El fin de la Historia llega a Túnez

"La “Revolución del Jazmín” de Túnez aún no ha concluido, pero ya podemos ver las enseñanzas sobre la democracia y la democratización que de ella se desprenden y que se extienden hasta muy lejos del Magreb."


Tunez comprueba la tesis de Fukuyama

por Pierre Buhler

La “Revolución del Jazmín” de Túnez aún no ha concluido, pero ya podemos ver las enseñanzas sobre la democracia y la democratización que de ella se desprenden y que se extienden hasta muy lejos del Magreb.


Para poner en perspectiva histórica la Revolución del Jazmín, debemos recordar el 4 de junio de 1989, aquel domingo decisivo en el que los polacos expulsaron a los comunistas del poder con sus votos y, en el otro extremo de Eurasia, el Partido Comunista de China aplastó un incipiente movimiento democrático en la plaza de Tiananmen. Retrospectivamente, aquel día parece una encrucijada en el camino de la historia humana. Una vía conducía a la desaparición del comunismo y a un nuevo nacimiento de la libertad y la democracia –a veces sangriento y doloroso– en Europa. La otra trazaba un rumbo divergente, por el que China permanecía sometida al partido gobernante, pero creaba prosperidad para unas masas empobrecidas mediante un asombroso crecimiento sostenido.

Mientras transcurría el revolucionario año de 1989, Francis Fukuyama meditó, profética pero polémicamente, sobre si la vía elegida en Europa presagiaba el “fin de la Historia”. Siguiendo a Hegel, Fukuyama sostuvo que la Historia seguía una dirección –y conducía a un destino determinado– por dos razones. En primer lugar, la incesante difusión de la tecnología y del orden económico liberal, que tiene un efecto homogeneizador.

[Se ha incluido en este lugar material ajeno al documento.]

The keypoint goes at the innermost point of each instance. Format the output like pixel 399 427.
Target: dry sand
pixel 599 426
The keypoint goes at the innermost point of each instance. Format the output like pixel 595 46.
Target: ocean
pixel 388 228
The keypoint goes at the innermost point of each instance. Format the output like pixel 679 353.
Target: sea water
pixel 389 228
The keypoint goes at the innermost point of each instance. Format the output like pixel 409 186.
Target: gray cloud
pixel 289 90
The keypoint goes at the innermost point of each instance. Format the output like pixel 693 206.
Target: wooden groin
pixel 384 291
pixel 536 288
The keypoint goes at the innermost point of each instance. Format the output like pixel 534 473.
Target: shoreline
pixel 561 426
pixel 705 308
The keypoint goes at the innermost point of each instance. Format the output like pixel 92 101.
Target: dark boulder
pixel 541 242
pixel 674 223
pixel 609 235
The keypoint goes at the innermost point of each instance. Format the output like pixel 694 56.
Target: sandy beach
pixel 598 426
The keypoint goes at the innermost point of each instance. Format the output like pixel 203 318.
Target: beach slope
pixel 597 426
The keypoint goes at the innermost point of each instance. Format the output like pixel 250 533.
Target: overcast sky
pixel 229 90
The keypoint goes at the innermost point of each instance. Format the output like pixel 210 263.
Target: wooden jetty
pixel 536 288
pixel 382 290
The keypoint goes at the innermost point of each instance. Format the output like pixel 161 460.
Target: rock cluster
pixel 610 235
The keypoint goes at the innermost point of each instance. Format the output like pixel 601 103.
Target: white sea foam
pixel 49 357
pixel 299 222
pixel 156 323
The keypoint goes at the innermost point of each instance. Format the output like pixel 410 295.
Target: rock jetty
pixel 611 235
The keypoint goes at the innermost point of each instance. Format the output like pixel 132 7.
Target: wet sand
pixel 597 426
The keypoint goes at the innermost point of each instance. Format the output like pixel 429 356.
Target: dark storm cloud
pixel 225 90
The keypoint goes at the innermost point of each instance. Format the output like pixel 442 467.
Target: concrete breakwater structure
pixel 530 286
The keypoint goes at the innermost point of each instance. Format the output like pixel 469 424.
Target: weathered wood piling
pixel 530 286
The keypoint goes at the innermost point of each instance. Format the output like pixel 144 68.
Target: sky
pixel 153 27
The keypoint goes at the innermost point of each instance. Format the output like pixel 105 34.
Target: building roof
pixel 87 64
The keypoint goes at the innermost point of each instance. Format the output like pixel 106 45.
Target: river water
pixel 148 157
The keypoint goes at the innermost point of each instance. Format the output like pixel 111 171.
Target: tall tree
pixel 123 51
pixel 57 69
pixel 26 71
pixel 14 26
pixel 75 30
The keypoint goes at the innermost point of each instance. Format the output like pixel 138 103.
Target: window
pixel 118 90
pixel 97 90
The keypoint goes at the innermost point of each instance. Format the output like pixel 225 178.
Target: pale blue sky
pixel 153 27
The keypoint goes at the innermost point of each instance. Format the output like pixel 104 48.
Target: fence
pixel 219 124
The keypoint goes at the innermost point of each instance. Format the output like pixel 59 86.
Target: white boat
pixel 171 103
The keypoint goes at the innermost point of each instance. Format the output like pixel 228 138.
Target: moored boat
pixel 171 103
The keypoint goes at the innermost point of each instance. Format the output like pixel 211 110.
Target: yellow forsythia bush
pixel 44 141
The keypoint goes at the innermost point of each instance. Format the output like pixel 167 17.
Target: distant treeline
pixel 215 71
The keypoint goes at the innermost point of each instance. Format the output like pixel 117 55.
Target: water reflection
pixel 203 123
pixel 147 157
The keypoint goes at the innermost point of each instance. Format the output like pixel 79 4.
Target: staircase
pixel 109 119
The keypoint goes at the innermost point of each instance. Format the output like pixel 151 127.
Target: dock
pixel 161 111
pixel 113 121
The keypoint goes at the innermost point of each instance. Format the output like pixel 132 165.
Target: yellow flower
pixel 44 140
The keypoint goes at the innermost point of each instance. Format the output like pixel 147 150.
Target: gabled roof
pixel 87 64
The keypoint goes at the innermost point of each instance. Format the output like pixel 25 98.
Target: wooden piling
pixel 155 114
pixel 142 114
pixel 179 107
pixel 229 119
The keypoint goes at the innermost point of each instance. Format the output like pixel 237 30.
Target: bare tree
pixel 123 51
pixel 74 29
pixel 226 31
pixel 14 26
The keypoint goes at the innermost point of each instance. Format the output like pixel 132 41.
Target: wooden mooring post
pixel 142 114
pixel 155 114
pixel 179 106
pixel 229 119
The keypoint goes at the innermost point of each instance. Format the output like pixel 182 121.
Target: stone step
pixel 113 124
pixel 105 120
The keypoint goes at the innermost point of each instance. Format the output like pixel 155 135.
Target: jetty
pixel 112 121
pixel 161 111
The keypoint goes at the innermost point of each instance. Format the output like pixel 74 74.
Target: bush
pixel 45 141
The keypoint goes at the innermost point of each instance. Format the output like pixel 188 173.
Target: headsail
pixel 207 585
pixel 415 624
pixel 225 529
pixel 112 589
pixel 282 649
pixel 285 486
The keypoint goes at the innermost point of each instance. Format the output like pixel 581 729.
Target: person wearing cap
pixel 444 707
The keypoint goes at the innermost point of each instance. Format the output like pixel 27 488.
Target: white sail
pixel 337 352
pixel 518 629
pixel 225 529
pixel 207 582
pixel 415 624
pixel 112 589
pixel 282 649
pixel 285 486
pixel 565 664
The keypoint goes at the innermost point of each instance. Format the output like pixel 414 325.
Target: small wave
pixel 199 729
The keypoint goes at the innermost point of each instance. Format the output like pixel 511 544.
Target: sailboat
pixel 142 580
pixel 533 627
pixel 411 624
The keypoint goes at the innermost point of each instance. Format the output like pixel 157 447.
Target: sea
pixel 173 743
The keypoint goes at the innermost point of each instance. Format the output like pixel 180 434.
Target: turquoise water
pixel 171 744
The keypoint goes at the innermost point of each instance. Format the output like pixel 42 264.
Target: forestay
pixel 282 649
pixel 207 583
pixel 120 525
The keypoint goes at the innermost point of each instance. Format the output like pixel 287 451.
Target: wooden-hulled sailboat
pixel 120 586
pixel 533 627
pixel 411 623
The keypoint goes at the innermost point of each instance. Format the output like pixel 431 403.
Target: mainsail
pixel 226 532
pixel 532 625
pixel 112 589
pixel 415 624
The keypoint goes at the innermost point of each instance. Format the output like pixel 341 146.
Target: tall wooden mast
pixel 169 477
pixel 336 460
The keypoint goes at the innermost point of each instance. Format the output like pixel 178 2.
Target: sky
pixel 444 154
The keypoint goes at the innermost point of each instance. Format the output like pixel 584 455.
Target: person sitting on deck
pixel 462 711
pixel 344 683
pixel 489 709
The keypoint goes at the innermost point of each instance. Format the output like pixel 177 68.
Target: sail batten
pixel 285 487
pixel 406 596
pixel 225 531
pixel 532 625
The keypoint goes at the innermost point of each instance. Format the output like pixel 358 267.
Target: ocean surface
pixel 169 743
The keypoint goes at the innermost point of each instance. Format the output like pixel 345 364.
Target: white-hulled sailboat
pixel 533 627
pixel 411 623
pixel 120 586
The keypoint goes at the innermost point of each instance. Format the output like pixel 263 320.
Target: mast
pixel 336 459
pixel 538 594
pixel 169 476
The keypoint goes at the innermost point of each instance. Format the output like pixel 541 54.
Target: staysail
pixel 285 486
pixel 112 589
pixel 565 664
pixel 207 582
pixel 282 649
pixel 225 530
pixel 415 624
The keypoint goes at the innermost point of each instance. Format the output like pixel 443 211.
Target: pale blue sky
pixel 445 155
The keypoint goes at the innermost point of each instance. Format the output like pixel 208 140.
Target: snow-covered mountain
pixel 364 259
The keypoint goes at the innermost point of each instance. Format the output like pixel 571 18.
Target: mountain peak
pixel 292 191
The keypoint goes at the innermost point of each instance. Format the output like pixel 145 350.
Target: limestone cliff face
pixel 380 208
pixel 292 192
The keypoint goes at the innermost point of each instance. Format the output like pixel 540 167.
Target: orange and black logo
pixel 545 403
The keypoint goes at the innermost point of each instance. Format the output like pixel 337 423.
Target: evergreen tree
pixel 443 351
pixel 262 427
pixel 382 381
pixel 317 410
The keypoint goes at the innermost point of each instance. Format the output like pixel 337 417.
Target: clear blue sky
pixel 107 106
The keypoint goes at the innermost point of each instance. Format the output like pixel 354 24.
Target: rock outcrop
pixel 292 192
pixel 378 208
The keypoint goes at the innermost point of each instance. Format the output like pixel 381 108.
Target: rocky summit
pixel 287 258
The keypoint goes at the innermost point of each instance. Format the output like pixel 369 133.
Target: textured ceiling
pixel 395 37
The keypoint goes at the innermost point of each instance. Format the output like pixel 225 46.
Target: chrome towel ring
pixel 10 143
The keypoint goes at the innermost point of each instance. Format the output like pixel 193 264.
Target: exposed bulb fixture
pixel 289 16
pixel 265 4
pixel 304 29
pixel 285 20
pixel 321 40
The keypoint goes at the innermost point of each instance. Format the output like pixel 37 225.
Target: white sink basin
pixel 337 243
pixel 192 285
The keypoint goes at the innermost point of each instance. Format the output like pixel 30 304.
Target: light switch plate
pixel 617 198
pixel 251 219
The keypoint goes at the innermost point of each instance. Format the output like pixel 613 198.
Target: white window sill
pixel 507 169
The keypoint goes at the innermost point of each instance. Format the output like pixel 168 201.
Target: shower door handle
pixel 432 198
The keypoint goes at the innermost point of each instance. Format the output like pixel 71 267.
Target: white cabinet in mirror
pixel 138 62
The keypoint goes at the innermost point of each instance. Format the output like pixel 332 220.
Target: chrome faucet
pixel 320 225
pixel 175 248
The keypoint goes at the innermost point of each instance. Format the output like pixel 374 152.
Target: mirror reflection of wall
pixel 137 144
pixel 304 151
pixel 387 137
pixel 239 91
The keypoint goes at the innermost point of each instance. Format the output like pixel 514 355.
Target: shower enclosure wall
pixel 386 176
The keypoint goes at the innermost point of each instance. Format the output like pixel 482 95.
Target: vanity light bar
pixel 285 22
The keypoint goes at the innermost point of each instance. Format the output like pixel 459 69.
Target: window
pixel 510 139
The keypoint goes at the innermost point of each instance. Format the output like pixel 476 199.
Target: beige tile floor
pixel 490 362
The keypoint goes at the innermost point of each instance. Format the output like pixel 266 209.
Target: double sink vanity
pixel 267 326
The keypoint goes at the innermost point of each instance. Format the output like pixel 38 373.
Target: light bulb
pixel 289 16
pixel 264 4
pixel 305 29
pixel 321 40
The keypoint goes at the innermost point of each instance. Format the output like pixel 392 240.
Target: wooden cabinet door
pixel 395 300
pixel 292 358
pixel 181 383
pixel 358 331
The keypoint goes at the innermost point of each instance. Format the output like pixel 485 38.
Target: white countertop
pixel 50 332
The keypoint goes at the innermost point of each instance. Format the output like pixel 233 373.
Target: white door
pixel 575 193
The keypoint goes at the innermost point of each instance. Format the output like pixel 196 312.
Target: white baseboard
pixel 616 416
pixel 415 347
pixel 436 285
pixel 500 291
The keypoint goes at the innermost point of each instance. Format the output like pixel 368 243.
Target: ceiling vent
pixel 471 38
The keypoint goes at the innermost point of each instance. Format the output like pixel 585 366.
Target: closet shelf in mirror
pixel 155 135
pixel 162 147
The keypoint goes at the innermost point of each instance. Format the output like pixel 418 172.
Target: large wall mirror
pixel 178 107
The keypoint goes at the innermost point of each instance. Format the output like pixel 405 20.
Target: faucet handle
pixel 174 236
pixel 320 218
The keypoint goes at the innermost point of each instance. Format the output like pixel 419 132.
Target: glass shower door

En segundo lugar, la hegeliana “lucha por el reconocimiento” ha sido una poderosa fuerza rectora de la Humanidad, hasta el punto de conducir a innumerables individuos al sacrificio final.

Pero, mientras que existía un convencimiento generalizado de que el comunismo no era otra cosa que un callejón sin salida, el éxito económico de China y la violenta reacción autoritaria en Rusia tras la marcha de Borís Yeltsin del Kremlin hace un decenio, inspiró un análisis más pesimista. Aparecieron teorías sobre un “retroceso democrático” y hubo un resurgimiento de las “grandes potencias autoritarias” para revelar el potencial de sistemas que combinaban el nacionalismo con el capitalismo dirigido por el Estado, que propiciaba el crecimiento.
Algunos sostenían que el gobierno autoritario brindaba una vía mucho más segura hacia el bienestar que la democracia, otros ensalzaban las virtudes de los “valores asiáticos” y otros más afirmaban que la democracia en el mundo árabe o musulmán no haría otra cosa que preparar el terreno para que tomaran el poder los fundamentalistas islámicos. No es de extrañar que los autócratas de todo el mundo hicieran suyas esas opiniones.
Pero el mensaje de la Revolución del Jazmín de Túnez resuena bien alto y claro: el de democracia –y el del orden político en que está enraizada– no es un simple concepto occidental (ni una conspiración occidental), sino que ejerce una atracción universal, impulsada por el ansia de “reconocimiento”. Además, se puede establecer en una fase temprana de la modernización de un país.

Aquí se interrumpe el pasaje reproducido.